Cinta Bersemi Kembali di Pantai Jaco



Aku mengasingkan diriku di sebuah pulau yang sangat terpelosok. Pulau itu terdampar di tengah lautan, hanya bisa dijangkau dengan sampang. Pulau itu indah. Indah sekali. Pasirnya putih, lautnya jernih, ombaknya tenang dan alamnya yang masih perawan. Dibibir pantai nampak pohon-pohon cemara berbaris dengan kokohnya dan ranting-rantingnya menjulang tinggi ke angkasa. Pesonanya sungguh mengoda dan menghipnotis turis manca negara untuk berakhir pekan di pulau itu. Hingga tak pelak kalau orang bule menyebutnya paradisonya Timor Leste atau Bali kedua di Asia. Namun bagi penduduk pribumi menyebutnya Totina atau Pulau Jaco.
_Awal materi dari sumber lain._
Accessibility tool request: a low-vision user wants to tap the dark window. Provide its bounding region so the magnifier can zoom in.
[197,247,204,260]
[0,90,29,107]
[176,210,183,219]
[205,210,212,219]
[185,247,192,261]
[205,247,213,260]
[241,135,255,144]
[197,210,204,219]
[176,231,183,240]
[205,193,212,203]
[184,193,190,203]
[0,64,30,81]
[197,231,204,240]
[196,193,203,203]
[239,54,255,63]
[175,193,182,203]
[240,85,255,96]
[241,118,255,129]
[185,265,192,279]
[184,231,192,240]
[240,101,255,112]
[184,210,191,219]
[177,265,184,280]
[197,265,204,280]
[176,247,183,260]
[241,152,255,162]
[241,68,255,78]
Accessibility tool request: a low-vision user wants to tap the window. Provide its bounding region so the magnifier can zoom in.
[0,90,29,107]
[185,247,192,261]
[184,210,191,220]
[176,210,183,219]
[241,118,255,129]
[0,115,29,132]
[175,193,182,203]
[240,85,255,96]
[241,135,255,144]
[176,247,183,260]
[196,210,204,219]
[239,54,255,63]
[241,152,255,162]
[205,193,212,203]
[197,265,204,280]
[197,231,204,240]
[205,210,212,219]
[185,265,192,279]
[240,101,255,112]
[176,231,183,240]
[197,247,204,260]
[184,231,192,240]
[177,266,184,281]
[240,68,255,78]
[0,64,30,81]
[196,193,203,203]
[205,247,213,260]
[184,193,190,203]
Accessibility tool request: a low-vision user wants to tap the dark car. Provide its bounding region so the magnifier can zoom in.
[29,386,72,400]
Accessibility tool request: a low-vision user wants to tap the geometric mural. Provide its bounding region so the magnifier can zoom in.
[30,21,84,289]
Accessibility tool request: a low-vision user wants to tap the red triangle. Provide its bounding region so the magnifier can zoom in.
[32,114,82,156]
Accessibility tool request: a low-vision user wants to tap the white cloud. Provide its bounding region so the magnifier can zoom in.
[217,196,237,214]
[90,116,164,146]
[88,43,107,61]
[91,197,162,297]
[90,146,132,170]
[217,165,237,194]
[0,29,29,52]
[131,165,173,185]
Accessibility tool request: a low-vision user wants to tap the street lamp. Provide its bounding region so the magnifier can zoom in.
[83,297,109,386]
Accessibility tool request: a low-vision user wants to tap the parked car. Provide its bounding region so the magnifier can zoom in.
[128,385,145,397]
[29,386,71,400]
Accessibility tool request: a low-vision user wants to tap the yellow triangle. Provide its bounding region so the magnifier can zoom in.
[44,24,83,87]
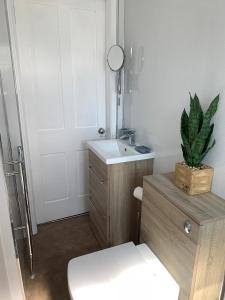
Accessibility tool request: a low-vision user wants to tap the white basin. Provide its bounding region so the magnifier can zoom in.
[87,139,155,165]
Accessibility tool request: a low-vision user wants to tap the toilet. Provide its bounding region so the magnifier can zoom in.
[67,242,179,300]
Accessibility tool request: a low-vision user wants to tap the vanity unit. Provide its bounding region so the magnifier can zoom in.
[141,174,225,300]
[88,140,154,248]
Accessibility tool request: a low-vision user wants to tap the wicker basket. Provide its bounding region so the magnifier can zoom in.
[175,162,213,195]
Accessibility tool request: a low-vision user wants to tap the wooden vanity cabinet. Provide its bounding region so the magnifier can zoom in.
[141,174,225,300]
[89,150,153,248]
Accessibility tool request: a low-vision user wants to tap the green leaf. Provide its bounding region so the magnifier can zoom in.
[181,132,192,165]
[181,109,189,139]
[191,95,219,157]
[201,139,216,160]
[189,94,203,145]
[203,124,214,152]
[181,144,188,164]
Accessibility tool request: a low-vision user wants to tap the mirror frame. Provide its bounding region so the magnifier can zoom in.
[107,44,125,72]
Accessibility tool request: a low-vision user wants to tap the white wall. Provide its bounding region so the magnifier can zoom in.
[125,0,225,198]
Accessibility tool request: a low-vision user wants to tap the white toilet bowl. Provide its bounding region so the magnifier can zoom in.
[67,243,179,300]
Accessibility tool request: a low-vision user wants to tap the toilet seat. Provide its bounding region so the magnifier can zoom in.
[67,243,179,300]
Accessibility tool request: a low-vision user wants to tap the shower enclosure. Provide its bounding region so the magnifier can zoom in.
[0,1,33,283]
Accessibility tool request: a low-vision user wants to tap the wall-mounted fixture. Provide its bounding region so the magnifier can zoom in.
[107,45,125,138]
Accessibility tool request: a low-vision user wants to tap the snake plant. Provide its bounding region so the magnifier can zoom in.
[181,94,219,168]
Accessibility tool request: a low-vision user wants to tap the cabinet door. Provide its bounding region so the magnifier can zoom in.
[141,183,199,300]
[89,197,109,248]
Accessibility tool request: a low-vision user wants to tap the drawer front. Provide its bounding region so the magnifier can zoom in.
[89,201,109,246]
[89,168,108,216]
[141,182,199,300]
[89,150,108,181]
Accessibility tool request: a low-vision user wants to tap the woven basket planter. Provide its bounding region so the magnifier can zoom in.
[175,162,213,195]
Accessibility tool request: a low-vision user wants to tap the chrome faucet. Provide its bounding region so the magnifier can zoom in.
[120,129,136,146]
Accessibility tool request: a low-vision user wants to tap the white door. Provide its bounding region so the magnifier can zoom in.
[15,0,106,223]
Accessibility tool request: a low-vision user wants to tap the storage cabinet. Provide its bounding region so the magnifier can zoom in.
[141,174,225,300]
[89,150,153,248]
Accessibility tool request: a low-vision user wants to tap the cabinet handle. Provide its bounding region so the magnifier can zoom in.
[89,166,105,184]
[184,221,192,234]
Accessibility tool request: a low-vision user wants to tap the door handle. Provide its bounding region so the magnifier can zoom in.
[5,171,19,177]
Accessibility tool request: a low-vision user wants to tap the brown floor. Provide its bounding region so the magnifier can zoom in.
[26,215,100,300]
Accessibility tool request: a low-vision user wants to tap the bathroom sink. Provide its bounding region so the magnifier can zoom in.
[87,139,155,165]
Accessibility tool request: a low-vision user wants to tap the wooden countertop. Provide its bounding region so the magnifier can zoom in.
[144,173,225,225]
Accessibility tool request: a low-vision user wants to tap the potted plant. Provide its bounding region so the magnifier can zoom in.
[175,94,219,195]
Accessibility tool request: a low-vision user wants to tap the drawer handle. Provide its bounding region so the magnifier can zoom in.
[89,166,105,184]
[184,221,192,234]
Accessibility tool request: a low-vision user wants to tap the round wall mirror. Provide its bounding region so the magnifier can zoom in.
[107,45,125,72]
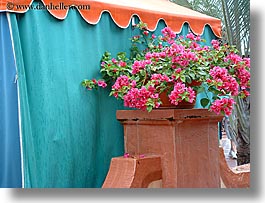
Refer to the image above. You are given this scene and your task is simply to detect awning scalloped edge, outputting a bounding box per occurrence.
[0,0,221,38]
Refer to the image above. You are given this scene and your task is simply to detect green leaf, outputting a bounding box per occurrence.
[200,98,210,107]
[180,75,186,82]
[185,75,192,84]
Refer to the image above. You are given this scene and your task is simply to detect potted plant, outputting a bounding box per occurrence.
[82,22,250,115]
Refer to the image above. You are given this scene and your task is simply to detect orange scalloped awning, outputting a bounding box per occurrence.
[0,0,221,37]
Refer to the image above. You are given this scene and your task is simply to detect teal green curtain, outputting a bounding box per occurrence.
[11,7,131,188]
[11,1,217,188]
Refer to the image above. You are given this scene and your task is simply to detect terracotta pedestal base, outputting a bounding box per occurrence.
[117,109,223,188]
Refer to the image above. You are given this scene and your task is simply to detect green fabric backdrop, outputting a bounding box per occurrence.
[11,1,216,188]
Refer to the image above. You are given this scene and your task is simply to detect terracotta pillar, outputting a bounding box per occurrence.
[116,109,223,188]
Di pulau ini, aku ingin membuang semua kenangan tentangmu. Namun, sungguh aku tak bisa karena seribu bayangmu selalu menyembul dalam benak-ku membuat aku selalu mengingatmu. Mungkin karena cintaku padamu begitu dalam sehingga sulit bagiku untuk melupakanmu walau hanya barang sejenak. Seandanya kau tahu Mia, aku mencintaimu, melebihi cintaku pada diriku sendiri, karena bagiku kau adalah kipas yang dapat menyejukkan  jiwaku hingga hari-hariku terasa indah .
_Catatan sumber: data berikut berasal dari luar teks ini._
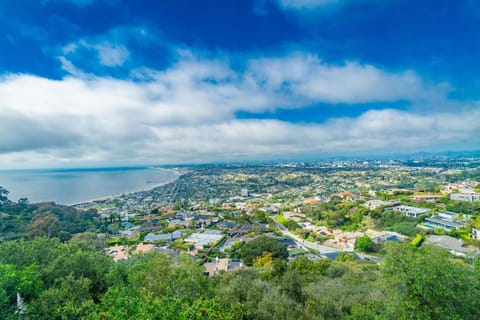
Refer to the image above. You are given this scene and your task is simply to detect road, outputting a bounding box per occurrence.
[272,219,383,263]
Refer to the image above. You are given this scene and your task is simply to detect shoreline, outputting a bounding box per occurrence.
[70,168,182,207]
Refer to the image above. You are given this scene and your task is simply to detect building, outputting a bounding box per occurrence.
[392,205,430,218]
[185,230,225,249]
[425,235,478,257]
[412,194,442,202]
[422,212,465,232]
[450,192,480,202]
[363,199,393,210]
[240,188,248,197]
[203,257,243,276]
[470,228,480,240]
[143,230,183,242]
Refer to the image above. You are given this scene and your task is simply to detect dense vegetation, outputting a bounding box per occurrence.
[0,233,480,319]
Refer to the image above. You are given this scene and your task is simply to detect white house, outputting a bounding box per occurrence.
[392,205,430,218]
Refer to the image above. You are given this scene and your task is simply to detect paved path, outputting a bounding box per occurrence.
[273,219,383,263]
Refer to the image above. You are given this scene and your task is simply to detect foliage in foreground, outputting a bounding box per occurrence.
[0,234,480,320]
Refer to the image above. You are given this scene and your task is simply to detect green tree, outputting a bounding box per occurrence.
[29,213,60,239]
[381,244,480,319]
[239,236,288,266]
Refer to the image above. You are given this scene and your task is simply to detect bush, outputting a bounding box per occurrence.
[410,233,423,247]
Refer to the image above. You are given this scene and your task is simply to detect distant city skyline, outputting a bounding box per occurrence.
[0,0,480,169]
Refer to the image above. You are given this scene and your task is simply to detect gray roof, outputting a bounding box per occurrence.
[425,235,477,254]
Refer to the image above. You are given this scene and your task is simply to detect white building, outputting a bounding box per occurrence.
[240,188,248,197]
[450,192,480,202]
[392,206,430,218]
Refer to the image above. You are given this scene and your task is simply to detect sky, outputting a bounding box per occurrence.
[0,0,480,169]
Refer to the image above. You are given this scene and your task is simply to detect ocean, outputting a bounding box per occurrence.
[0,167,177,204]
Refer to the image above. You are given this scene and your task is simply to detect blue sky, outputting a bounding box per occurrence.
[0,0,480,168]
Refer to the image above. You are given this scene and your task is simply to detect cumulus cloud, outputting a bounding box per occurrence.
[57,25,158,74]
[0,54,474,167]
[275,0,346,10]
[42,0,95,8]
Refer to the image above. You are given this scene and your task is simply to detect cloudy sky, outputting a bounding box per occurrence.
[0,0,480,168]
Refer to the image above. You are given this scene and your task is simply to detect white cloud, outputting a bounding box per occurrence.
[42,0,96,8]
[0,54,474,168]
[275,0,346,10]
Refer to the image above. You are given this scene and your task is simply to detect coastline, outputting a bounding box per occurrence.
[71,168,182,207]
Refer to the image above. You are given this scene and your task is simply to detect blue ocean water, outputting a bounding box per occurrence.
[0,167,177,204]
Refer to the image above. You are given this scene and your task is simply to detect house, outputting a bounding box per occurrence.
[365,229,407,243]
[103,245,130,262]
[143,230,184,242]
[425,235,478,257]
[412,194,442,202]
[185,230,225,249]
[392,206,430,218]
[422,211,465,232]
[450,192,480,202]
[363,199,393,210]
[470,228,480,240]
[273,237,297,249]
[333,230,365,251]
[133,243,155,254]
[203,257,243,276]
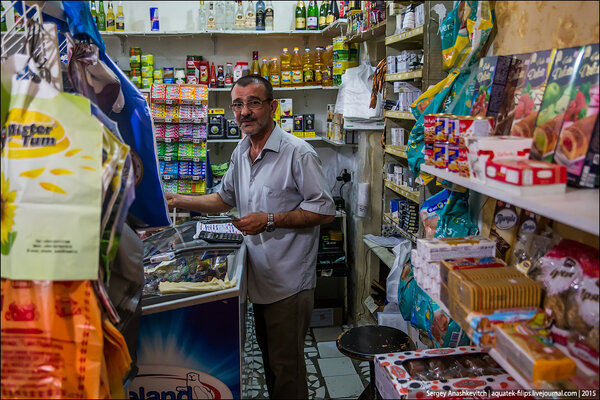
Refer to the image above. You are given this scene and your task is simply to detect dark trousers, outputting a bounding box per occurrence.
[253,289,315,399]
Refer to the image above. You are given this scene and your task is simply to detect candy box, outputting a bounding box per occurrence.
[554,43,600,187]
[466,136,531,182]
[471,56,512,118]
[375,346,521,399]
[531,46,585,162]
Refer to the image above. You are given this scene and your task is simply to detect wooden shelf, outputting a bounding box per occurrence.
[384,179,420,204]
[385,25,423,45]
[385,69,423,82]
[385,146,406,158]
[383,110,415,121]
[421,164,600,236]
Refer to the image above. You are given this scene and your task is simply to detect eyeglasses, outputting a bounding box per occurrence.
[229,99,272,112]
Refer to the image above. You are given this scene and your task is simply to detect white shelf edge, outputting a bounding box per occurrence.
[421,164,600,236]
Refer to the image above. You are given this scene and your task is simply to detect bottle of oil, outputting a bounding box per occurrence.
[279,47,292,86]
[269,57,281,87]
[302,47,315,86]
[290,47,304,86]
[314,46,323,86]
[260,58,271,80]
[250,50,260,75]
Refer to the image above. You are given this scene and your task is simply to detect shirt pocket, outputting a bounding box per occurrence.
[260,185,302,214]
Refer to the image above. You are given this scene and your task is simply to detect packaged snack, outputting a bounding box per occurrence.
[554,43,600,187]
[509,49,556,137]
[471,56,512,118]
[531,46,585,162]
[494,324,577,382]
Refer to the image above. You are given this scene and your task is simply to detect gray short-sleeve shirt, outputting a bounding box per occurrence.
[218,125,335,304]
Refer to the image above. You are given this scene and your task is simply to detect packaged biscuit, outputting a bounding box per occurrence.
[471,56,512,118]
[417,236,496,261]
[509,49,556,137]
[531,46,585,162]
[554,43,600,187]
[494,324,577,382]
Bila aku mendengar suara hembusan angin pantai Jaco, kupastikan itu adalah suaramu dan bila ku melihat fajar pagi, ku pastikan juga itu adalah cahaya yang keluar dari bola matamu untuk menerangi jalan hidupku yang penuh dengan kegelapan. Jujur, aku merasa tak ada yang lebih indah di dunia ini kecuali bersamamu. 
Tapi, semuanya hanya tinggal kenangan karena istana cinta yang kita bangun bersama selama dua tahun telah hancur. Dan yang tersisa hanya puing-puing kehancuran. Kau menginkari  semua janji-janjimu dan mengoreskan luka di hatiku sebagai wujud rasa terima kasihmu yang memilukan. Aku merasa hidupku hampa. Dunia yang ku diami sekarang menjadi kelabu. Tak ada terang. Tak ada cahaya. Tak ada pantulan sinar. Semuanya menjadi gelap. Tidak ada yang membuatku terhibur. Seandanya kau tahu Mia, aku hanya ingin kamu.
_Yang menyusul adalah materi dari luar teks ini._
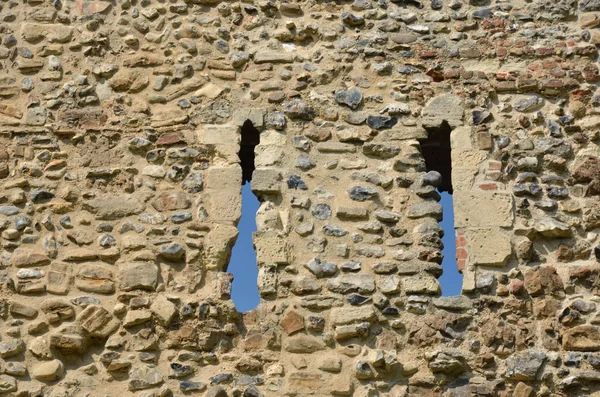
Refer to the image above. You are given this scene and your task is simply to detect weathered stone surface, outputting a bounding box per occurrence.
[506,351,546,380]
[77,305,119,338]
[562,325,600,351]
[32,360,65,381]
[0,0,600,397]
[82,195,146,219]
[118,263,158,291]
[454,191,514,227]
[129,365,164,391]
[421,94,464,128]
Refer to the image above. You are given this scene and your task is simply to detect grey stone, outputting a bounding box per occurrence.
[283,99,315,120]
[310,204,331,221]
[287,175,308,190]
[304,258,337,278]
[407,202,442,221]
[323,225,348,237]
[505,350,546,380]
[471,7,492,19]
[335,88,363,109]
[429,350,467,375]
[327,274,375,294]
[128,365,164,391]
[159,243,185,261]
[0,375,17,393]
[421,171,442,187]
[265,112,286,130]
[514,96,544,113]
[0,205,21,216]
[348,186,377,201]
[579,0,600,12]
[179,380,206,392]
[367,116,398,130]
[30,190,54,204]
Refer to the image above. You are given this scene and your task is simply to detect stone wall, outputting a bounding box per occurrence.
[0,0,600,397]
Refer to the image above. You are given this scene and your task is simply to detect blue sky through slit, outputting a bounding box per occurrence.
[439,192,463,296]
[227,183,260,312]
[228,183,463,312]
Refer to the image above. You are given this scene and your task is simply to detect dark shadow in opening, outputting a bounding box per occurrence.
[420,121,452,194]
[238,120,260,185]
[420,121,463,296]
[227,120,260,312]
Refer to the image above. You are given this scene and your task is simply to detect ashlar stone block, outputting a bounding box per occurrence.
[205,165,242,224]
[252,168,283,194]
[467,228,512,266]
[252,234,289,265]
[454,190,514,228]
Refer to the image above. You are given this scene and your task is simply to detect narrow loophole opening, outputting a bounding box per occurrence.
[420,121,463,296]
[227,120,260,312]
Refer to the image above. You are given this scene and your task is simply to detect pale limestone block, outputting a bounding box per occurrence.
[252,234,289,265]
[454,190,514,228]
[232,109,265,129]
[251,168,283,194]
[421,94,464,128]
[196,124,241,147]
[204,224,239,270]
[402,275,440,295]
[205,165,242,224]
[467,228,512,266]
Tahun berganti tahun, bulan berganti bulan dan haripun berganti hari, namun yang kurasakan masih sama. Aku masih perih karena kamu. Ah....kadang aku bertanya pada diriku sendiri kenapa Tuhan hanya menciptakan kamu seorang ? mengapa tidak dua agar akupun memilikimu seorang. Tapi, sudahlah sepertinya pilihan itu yang terbaik buatmu. Aku tak akan menghalangi kemauanmu.  Masih segar dalam memoriku, waktu terakhir kali kamu datang ke tempatku, untuk memohon doa restuku agar kelak kau bisa bahagia dengan dia putra pujaanmu. Kala itu, aku merasa langit seakan-akan runtuh. Bumi seolah-olah berguncang.  
“Mia, sebenarnya aku sangat berharap bisa memilikimu...tapi biarlah hanya dia yang memilikimu meskipun aku sendiri ingin sekali memilikimu.” Seketika  aku melihat mendung membayang di wajahmu dan meneteslah butiran-butiran bening membasahi kelopak matamu. “ Maafkanlah aku karena aku telah menyakiti hatimu dan cinta sucimu.” Katamu , hampir tak terdengar. Walau berat, tapi akhirnya akupun pasrah melepasmu pergi untuk hidupku bersama  dia putra pujaanmu. Percayalah Mia, aku tak akan mengusik ketenanganmu. Namun mengapa kamu mengucapkan cinta sebelum menginginkanya? Mia, biarlah hanya aku yang menanggung perih ini asalkan kau bahagia.
Dan akhirnya, aku sadar. Aku tidak boleh larut dalam kepahitan ini. Tapi, aku harus bangkit mengejar impianku yang belum tercapai. Aku betul-betul sadar. Teryata, Mia yang yang sangat ku kagumi dan ku cintai hanya datang mengobral cintanya dan menyisahkan benih-benih luka di hati. Bila ia melihat laki-laki tampan maka secepat kilat dia akan mengatakan aku cinta kamu. Dan bila esoknya lagi bila ia melihat laki-laki yang lebih ganteng maka dengan mudah ia akan mengatakan aku suka kamu. Lantas laki-laki pertama yang  dicintainya itu  dicampakan begitu saja seperti membuang daun pisang di tengah jalan. Ketika dia kehujanan dia  memungut daung pisang itu untuk bernaung dibawahnya agar tidak kehujanan, namun setelah hujan berhenti daun pisang itupun dibuang di tengah jalan. 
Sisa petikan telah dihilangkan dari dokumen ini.